A very good tool to help speed up your collections period is to make Accounts Receivables Aging Reports. Aging Reports will give you a flash understanding, what is your weak link. The procedure is simple- you have to take a note of the time you receive the payment from each customer and see what is the overall picture. You can divide the payment period into 0-30 days, 31-60 days, and so on. The report shows how different industries get paid- the majority see their payments quite late. This can hurt the cash flow of your business greatly.  

Currently, the financial teams have found analytical tools that are very sensitive to the behavior of customers. From this, they can decide on which clients to give a call first before the other and can be used in future financial planning.

Analyse the Past Behaviour of a Customer

Some clients tend to take longer durations to make payment and they form a kind of late payment routines. For instance, the organizations that deal in a variety of stock or commodities may themselves encounter later payments. At the initial stages, identifying such traits is so hard but with the subsequent transactions, their trends can be noticed.

This defect can often be resolved by subtle decisions that involve categorizing the customers in different buckets according to their past behaviour and tendency to bring bottlenecks.  Furthermore, separate the ones that are quick to make payments for the effective cash flow of a company.

We at Kolleno understand that different industries need a tailored approach when it comes to the collection processes. Our algorithms are designed taking in mind the specifics of architecture, construction, facilities management, healthcare, legal, and utility industries.

Categorise Your Customers

Some customers are associated with higher risks as compared to the rest. For example, a large corporation that is reputable and with a large base of fixed assets. They pose lesser risk to the cash flow as compared with start-ups that have not even reached their break-even point.
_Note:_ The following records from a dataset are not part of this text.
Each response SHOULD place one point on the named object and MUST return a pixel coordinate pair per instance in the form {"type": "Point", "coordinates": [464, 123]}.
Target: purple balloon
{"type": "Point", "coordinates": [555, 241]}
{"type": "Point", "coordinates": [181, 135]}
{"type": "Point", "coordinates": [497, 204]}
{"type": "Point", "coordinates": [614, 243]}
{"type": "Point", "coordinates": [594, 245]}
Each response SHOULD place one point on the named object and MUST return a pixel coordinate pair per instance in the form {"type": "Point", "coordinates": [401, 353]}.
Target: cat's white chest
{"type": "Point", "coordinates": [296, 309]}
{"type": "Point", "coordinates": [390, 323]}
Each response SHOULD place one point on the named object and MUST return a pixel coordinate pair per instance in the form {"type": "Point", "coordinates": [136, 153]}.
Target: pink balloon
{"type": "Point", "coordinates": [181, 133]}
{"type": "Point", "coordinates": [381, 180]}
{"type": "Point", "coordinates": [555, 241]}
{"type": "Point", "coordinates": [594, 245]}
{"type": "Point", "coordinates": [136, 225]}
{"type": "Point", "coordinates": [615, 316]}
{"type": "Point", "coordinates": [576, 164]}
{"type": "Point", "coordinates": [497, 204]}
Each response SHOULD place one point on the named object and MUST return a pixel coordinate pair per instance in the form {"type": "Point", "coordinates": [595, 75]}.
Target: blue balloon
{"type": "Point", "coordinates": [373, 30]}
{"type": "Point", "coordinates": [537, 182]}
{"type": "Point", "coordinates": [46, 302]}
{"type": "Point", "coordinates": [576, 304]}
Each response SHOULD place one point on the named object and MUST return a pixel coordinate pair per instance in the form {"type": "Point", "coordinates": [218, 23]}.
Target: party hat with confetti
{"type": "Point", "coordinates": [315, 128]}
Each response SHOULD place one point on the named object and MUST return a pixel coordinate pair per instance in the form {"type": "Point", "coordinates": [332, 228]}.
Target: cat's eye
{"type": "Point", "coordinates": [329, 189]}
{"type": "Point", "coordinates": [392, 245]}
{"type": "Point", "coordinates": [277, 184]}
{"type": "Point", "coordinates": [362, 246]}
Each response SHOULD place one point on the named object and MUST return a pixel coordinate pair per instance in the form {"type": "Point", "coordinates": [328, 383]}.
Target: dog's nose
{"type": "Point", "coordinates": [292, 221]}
Therefore, chasing the invoices of the riskier customers has more priority than that of the more reputable ones. However, this task may be very daunting. It can take a lot of your employee’s time away from their core responsibilities. Kolleno AI-powered collections software will categorise clients into different risk categories and will contact them in accordance with the best collections practices.

Conclusion

Cash flow is very important for an organisation especially those more concerned about their scalability. Proper analysis, as well as accurate information on the cash flow, can be very important for a firm for its general growth. Focusing on consumer behaviour is the best approach to optimising the cash flow within an organisation.